A systematic comparison of Wright's Law (cost declines with cumulative production) and Moore's Law (performance improves with time) across sixty-two technology domains. The researchers found that Wright's Law — the improving returns formulation — predicted cost declines more accurately than Moore's Law across the majority of technologies studied. The finding is significant for strategists: it confirms that cumulative production, not merely the passage of time, is the primary driver of technology cost improvement — and that companies actively pursuing volume have a structural advantage over those waiting for time-based improvements to materialise.
Improving Returns — the more you produce, the better you get. Wright's Law shows cost declining as a function of cumulative experience, creating a durable advantage that capital cannot buy.
Reinforces
Network Effects
Network effects and improving returns often operate simultaneously, creating compounding advantages. Each user who joins a network improves the product for existing users (network effect) and generates data that improves the product's algorithms (improving return). Facebook's social graph created network effects that attracted more users, whose interactions generated data that improved the News Feed algorithm, which increased engagement, which attracted more users. The network effect and the improving return are distinct mechanisms — one operates through connectivity, the other through learning — but they reinforce each other, creating combined advantages that are nearly impossible to replicate.
Leads-to
Increasing Returns (Brian Arthur)
Brian Arthur's theory of increasing returns is the economic formalization of improving returns applied to market dynamics. Arthur demonstrated that in knowledge-based industries, positive feedback mechanisms — learning by doing, network effects, and adaptive expectations — cause the leading firm to accumulate advantages that compound over time, creating winner-take-most market structures. The improving returns curve describes the mechanism at the firm level. Arthur's increasing returns theory describes the market-level consequence: industries with strong improving returns dynamics tend toward concentration because the leader's cumulative advantage grows faster than followers can close it.
Reinforces
The Experience Curve
The experience curve, formalized by the Boston Consulting Group in the 1960s, is the strategic application of Wright's Law. BCG demonstrated that a company's total cost per unit declines by a predictable percentage with each doubling of cumulative production — and argued that firms should pursue volume aggressively to descend the curve faster than competitors. The experience curve is improving returns expressed as a strategic prescription: invest in volume today to achieve cost positions tomorrow that competitors cannot match. The reinforcement is direct — the experience curve is the business strategy derived from improving returns dynamics, and every company that has ridden the curve (Texas Instruments in semiconductors, Toyota in manufacturing, Tesla in batteries) has done so by treating cumulative production as a strategic weapon.
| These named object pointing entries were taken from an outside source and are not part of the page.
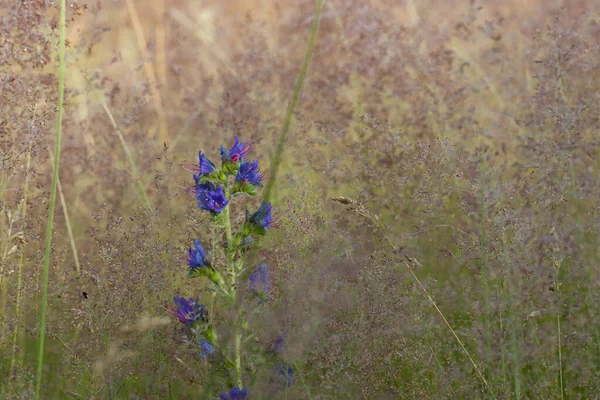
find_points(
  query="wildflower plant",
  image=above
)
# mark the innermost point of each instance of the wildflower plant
(215, 187)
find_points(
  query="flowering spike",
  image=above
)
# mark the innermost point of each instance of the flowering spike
(279, 343)
(211, 197)
(196, 260)
(203, 168)
(188, 310)
(197, 256)
(259, 282)
(206, 349)
(287, 372)
(237, 152)
(249, 173)
(235, 394)
(262, 219)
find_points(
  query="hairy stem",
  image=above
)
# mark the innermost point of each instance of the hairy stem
(233, 276)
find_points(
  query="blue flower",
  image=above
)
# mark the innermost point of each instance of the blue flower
(236, 394)
(262, 217)
(206, 349)
(196, 260)
(236, 153)
(197, 257)
(188, 310)
(249, 173)
(259, 282)
(211, 198)
(204, 167)
(287, 372)
(279, 343)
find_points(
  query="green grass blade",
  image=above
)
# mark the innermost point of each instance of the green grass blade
(285, 128)
(61, 94)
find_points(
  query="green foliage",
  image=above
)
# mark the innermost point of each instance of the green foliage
(468, 129)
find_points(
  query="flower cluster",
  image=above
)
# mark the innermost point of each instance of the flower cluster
(188, 311)
(214, 188)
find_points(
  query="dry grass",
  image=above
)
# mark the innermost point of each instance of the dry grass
(469, 128)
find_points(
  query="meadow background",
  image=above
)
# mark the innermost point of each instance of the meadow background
(470, 128)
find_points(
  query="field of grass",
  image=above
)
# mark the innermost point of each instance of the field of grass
(438, 196)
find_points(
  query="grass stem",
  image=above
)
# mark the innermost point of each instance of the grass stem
(61, 94)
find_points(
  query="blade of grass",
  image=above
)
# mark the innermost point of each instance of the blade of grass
(61, 94)
(149, 69)
(409, 262)
(128, 155)
(287, 122)
(20, 268)
(67, 221)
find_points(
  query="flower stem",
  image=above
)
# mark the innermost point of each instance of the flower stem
(233, 273)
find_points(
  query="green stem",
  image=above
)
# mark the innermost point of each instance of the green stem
(21, 260)
(285, 128)
(61, 95)
(233, 275)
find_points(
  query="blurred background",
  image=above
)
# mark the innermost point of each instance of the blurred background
(470, 128)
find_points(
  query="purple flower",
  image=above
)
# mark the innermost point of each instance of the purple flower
(211, 198)
(279, 343)
(236, 153)
(188, 310)
(249, 173)
(206, 349)
(262, 217)
(196, 257)
(204, 167)
(236, 394)
(196, 260)
(287, 372)
(259, 282)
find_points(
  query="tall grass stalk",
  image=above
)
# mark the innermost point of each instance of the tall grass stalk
(557, 284)
(63, 203)
(409, 262)
(287, 122)
(129, 156)
(485, 273)
(512, 320)
(20, 268)
(61, 94)
(149, 69)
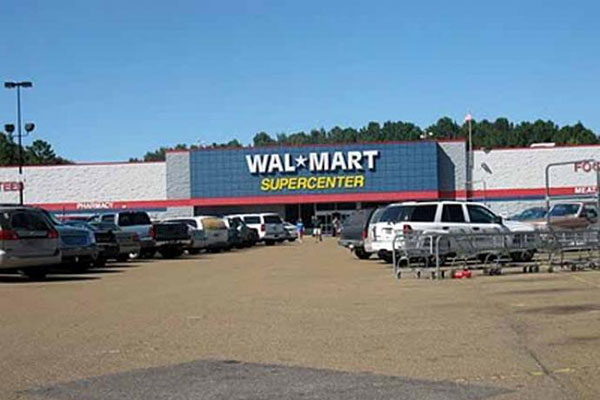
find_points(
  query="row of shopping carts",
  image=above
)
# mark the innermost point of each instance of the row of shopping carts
(439, 255)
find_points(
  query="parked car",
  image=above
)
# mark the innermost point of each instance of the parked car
(530, 215)
(29, 243)
(198, 238)
(290, 231)
(245, 237)
(569, 215)
(214, 229)
(112, 241)
(169, 239)
(439, 217)
(355, 230)
(77, 245)
(268, 225)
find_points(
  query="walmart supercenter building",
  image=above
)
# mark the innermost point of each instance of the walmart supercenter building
(322, 180)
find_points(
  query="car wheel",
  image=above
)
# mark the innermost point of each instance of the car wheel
(99, 262)
(171, 252)
(524, 256)
(361, 253)
(147, 253)
(387, 258)
(34, 274)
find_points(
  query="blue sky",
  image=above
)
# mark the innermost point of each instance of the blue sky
(114, 79)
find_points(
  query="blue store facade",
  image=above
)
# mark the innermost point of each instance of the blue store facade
(320, 179)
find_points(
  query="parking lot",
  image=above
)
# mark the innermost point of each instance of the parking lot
(298, 320)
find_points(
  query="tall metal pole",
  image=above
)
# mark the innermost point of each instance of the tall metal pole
(19, 135)
(470, 161)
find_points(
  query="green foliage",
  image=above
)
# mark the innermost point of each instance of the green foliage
(39, 152)
(485, 134)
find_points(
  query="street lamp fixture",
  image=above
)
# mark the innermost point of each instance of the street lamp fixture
(28, 128)
(12, 85)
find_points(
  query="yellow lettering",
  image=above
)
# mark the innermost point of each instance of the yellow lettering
(301, 183)
(349, 181)
(293, 184)
(359, 181)
(265, 185)
(283, 183)
(321, 182)
(330, 182)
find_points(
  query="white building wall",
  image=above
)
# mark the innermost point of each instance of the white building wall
(87, 183)
(508, 179)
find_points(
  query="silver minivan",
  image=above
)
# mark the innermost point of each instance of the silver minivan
(29, 243)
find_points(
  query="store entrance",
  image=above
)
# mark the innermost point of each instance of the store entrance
(331, 221)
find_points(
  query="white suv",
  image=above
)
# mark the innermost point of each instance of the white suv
(437, 217)
(268, 225)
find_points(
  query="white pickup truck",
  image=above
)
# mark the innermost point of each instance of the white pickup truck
(437, 217)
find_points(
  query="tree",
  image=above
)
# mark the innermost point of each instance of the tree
(263, 139)
(487, 134)
(40, 152)
(445, 127)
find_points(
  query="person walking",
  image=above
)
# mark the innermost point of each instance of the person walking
(318, 230)
(300, 229)
(335, 226)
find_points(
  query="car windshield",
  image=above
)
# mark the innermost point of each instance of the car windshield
(252, 220)
(529, 214)
(104, 226)
(564, 210)
(130, 219)
(412, 213)
(272, 219)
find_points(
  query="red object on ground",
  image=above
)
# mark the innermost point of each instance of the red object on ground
(464, 273)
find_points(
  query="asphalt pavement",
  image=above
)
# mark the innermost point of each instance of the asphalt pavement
(297, 321)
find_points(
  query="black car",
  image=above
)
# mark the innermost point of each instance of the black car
(355, 229)
(112, 242)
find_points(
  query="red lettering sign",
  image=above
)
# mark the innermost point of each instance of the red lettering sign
(11, 186)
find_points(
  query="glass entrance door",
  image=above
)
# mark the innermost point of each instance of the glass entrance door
(325, 218)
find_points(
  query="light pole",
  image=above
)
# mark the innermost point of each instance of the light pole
(28, 128)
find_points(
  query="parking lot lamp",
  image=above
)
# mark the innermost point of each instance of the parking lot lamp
(28, 128)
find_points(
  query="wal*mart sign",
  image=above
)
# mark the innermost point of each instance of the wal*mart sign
(314, 162)
(319, 169)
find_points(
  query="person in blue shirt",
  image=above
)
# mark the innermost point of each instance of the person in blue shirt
(300, 229)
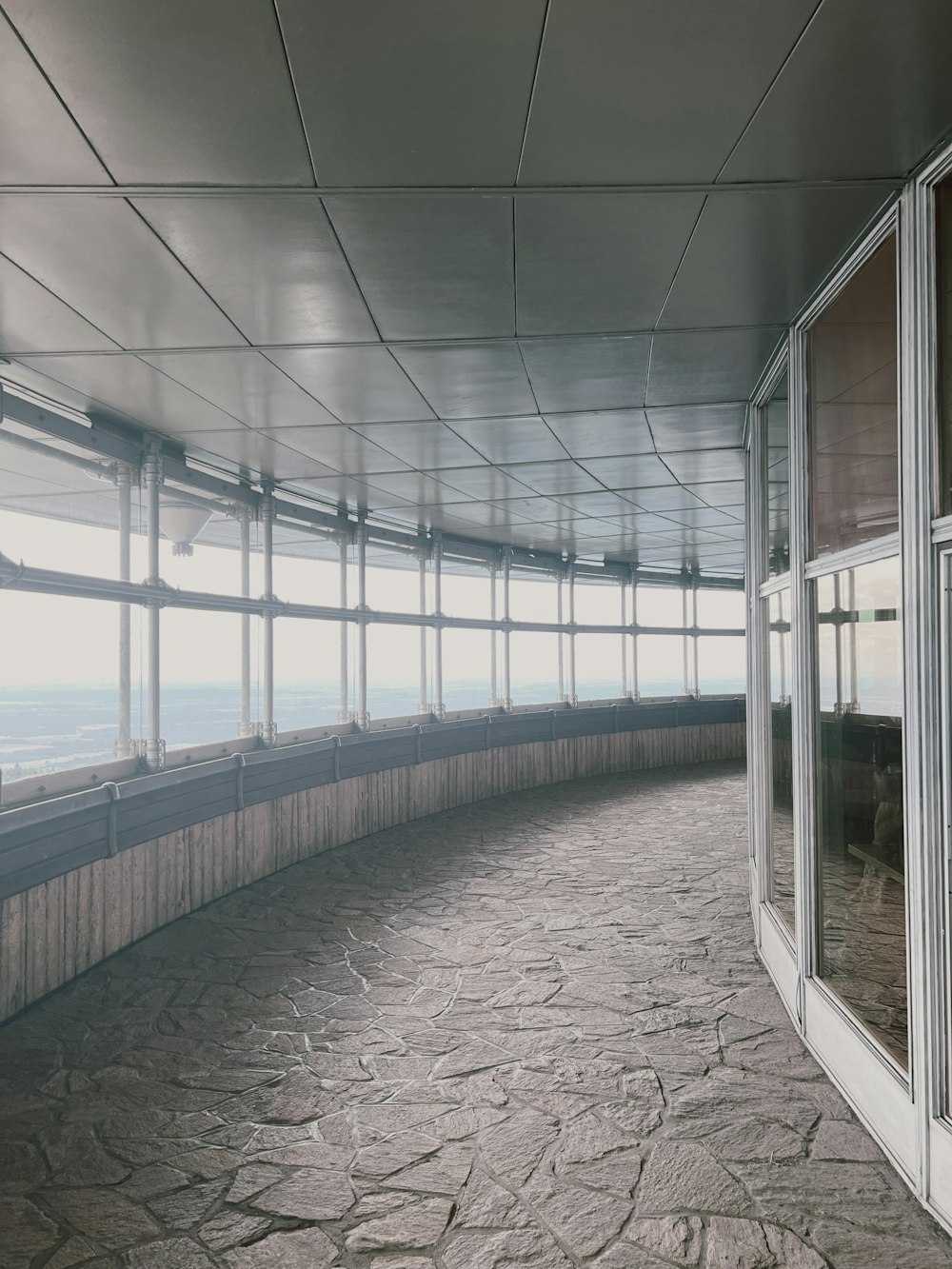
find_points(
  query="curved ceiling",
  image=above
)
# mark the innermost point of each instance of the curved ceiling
(506, 269)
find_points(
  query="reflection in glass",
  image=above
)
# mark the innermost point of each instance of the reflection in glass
(861, 858)
(779, 480)
(783, 883)
(853, 415)
(943, 298)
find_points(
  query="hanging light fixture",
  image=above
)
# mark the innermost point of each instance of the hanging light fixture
(182, 523)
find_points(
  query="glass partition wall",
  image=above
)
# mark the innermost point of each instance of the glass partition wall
(849, 678)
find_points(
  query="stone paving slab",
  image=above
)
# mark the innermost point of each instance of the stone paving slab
(529, 1033)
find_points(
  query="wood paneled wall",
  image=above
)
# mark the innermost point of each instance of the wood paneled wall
(53, 932)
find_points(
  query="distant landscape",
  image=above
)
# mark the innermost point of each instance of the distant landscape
(51, 728)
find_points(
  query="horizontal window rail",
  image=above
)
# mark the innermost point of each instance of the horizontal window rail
(49, 582)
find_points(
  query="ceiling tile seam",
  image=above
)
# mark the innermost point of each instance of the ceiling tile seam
(186, 269)
(415, 386)
(293, 89)
(532, 90)
(169, 189)
(677, 270)
(350, 270)
(118, 349)
(771, 88)
(53, 89)
(391, 344)
(303, 388)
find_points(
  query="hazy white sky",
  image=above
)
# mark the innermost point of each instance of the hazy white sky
(53, 640)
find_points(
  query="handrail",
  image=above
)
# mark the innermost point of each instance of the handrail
(45, 839)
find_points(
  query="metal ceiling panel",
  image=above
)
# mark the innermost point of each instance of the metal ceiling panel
(273, 264)
(570, 374)
(339, 448)
(432, 268)
(358, 385)
(414, 91)
(470, 381)
(174, 91)
(665, 498)
(630, 471)
(101, 258)
(598, 262)
(642, 92)
(38, 144)
(601, 434)
(605, 506)
(484, 481)
(716, 366)
(32, 319)
(510, 441)
(247, 385)
(757, 256)
(704, 518)
(415, 487)
(844, 104)
(559, 477)
(703, 426)
(723, 495)
(251, 454)
(539, 510)
(425, 446)
(346, 492)
(126, 385)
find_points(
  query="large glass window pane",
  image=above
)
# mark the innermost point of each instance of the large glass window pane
(861, 852)
(853, 431)
(722, 666)
(779, 480)
(781, 875)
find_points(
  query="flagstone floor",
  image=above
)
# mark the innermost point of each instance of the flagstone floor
(526, 1035)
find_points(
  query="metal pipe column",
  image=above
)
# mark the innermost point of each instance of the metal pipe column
(625, 644)
(573, 693)
(124, 739)
(267, 514)
(345, 704)
(243, 514)
(684, 637)
(493, 640)
(506, 679)
(152, 477)
(562, 639)
(364, 717)
(634, 633)
(423, 705)
(695, 636)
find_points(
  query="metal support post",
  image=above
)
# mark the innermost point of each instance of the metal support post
(364, 717)
(152, 477)
(425, 708)
(695, 636)
(493, 640)
(684, 582)
(267, 514)
(345, 704)
(440, 709)
(634, 633)
(625, 643)
(573, 693)
(243, 513)
(124, 746)
(562, 639)
(506, 681)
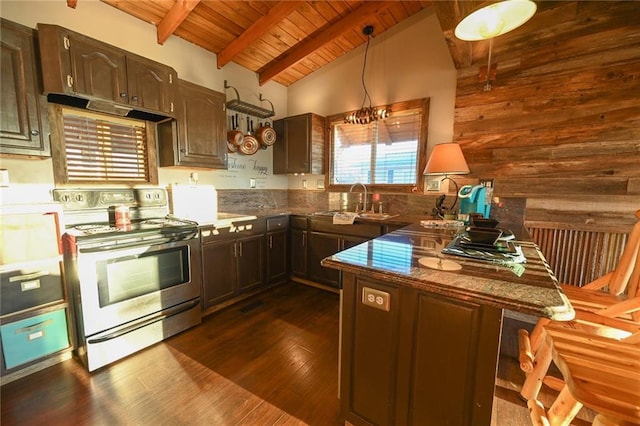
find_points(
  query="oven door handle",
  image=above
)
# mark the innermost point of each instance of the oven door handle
(147, 321)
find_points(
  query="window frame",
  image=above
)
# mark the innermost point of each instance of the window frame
(422, 103)
(58, 148)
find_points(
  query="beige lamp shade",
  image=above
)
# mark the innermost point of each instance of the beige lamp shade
(446, 159)
(494, 19)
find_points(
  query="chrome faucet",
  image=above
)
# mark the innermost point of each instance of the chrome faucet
(364, 202)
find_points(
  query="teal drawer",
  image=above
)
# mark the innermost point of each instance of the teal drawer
(33, 338)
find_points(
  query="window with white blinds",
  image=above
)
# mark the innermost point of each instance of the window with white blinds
(105, 150)
(384, 152)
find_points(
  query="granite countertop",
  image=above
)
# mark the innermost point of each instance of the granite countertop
(396, 219)
(529, 288)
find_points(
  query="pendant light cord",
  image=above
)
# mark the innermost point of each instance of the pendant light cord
(364, 66)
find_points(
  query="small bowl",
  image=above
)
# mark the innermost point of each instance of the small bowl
(487, 236)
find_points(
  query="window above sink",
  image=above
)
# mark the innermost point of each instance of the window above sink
(386, 155)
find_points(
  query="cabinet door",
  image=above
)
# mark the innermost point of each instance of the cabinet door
(293, 154)
(22, 129)
(219, 272)
(299, 252)
(249, 252)
(350, 241)
(98, 71)
(276, 256)
(200, 130)
(322, 245)
(151, 85)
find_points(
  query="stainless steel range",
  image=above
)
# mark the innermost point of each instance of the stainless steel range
(133, 270)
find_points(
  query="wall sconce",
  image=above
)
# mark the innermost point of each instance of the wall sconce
(446, 159)
(491, 20)
(366, 115)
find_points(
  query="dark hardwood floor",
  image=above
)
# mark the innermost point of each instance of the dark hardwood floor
(270, 360)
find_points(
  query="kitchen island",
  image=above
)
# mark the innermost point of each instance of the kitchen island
(419, 344)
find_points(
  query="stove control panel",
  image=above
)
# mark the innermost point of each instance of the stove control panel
(94, 198)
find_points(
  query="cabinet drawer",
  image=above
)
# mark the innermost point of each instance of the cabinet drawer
(32, 338)
(299, 222)
(30, 287)
(276, 223)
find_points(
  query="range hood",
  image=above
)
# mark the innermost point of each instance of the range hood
(105, 107)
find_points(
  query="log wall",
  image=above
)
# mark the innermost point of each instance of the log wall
(561, 126)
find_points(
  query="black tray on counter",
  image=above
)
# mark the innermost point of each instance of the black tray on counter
(501, 246)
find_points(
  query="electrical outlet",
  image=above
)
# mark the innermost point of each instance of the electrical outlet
(376, 299)
(487, 183)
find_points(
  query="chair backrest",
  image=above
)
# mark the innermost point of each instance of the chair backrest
(625, 277)
(601, 373)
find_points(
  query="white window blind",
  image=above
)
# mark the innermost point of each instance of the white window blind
(382, 152)
(98, 150)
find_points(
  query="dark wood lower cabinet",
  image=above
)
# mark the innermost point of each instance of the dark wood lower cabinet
(299, 252)
(233, 261)
(321, 245)
(219, 273)
(250, 262)
(277, 252)
(429, 360)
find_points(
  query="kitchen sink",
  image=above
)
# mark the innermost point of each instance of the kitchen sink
(371, 216)
(377, 216)
(327, 213)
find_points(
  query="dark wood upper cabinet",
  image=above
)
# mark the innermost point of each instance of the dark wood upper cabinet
(77, 65)
(151, 85)
(197, 138)
(96, 69)
(300, 145)
(23, 119)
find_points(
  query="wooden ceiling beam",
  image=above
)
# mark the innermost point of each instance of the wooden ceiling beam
(172, 20)
(355, 18)
(276, 14)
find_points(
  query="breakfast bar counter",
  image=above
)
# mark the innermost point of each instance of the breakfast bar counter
(421, 329)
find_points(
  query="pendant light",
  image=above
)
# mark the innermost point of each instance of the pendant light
(366, 115)
(493, 19)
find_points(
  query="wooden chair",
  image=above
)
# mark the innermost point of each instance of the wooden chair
(614, 312)
(600, 373)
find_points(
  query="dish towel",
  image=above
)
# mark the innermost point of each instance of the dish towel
(344, 218)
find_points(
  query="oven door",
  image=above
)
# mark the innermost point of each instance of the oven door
(116, 286)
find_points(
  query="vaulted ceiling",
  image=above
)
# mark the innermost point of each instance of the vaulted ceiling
(282, 41)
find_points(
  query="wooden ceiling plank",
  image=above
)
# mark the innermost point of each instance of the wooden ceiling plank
(313, 42)
(178, 13)
(280, 11)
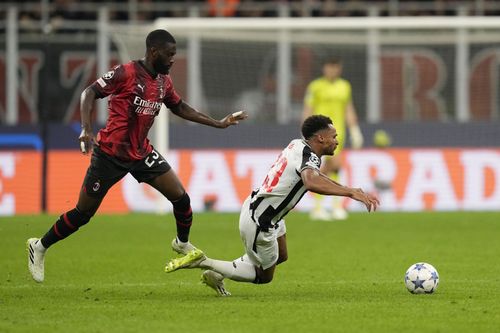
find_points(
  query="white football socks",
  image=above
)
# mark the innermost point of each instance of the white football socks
(238, 270)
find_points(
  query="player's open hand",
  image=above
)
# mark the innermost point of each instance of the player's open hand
(371, 202)
(234, 118)
(87, 141)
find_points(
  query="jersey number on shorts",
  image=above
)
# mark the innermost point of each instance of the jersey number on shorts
(152, 158)
(273, 177)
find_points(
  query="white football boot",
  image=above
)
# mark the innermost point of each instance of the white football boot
(215, 281)
(36, 259)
One warning: improving returns create fragility at paradigm shifts. The company that has descended the furthest on a given learning curve has the most to lose when the curve itself becomes obsolete. Kodak's cumulative learning in chemical film was the deepest in the industry — and worthless when digital imaging replaced it. Intel's cumulative learning in x86 fabrication was immense — and insufficient when the market shifted to architectures optimized for mobile and AI. The improving returns leader should always be monitoring whether the underlying curve will remain relevant. The deepest position on a deprecated curve is not an asset. It's a sunk cost dressed as competitive advantage.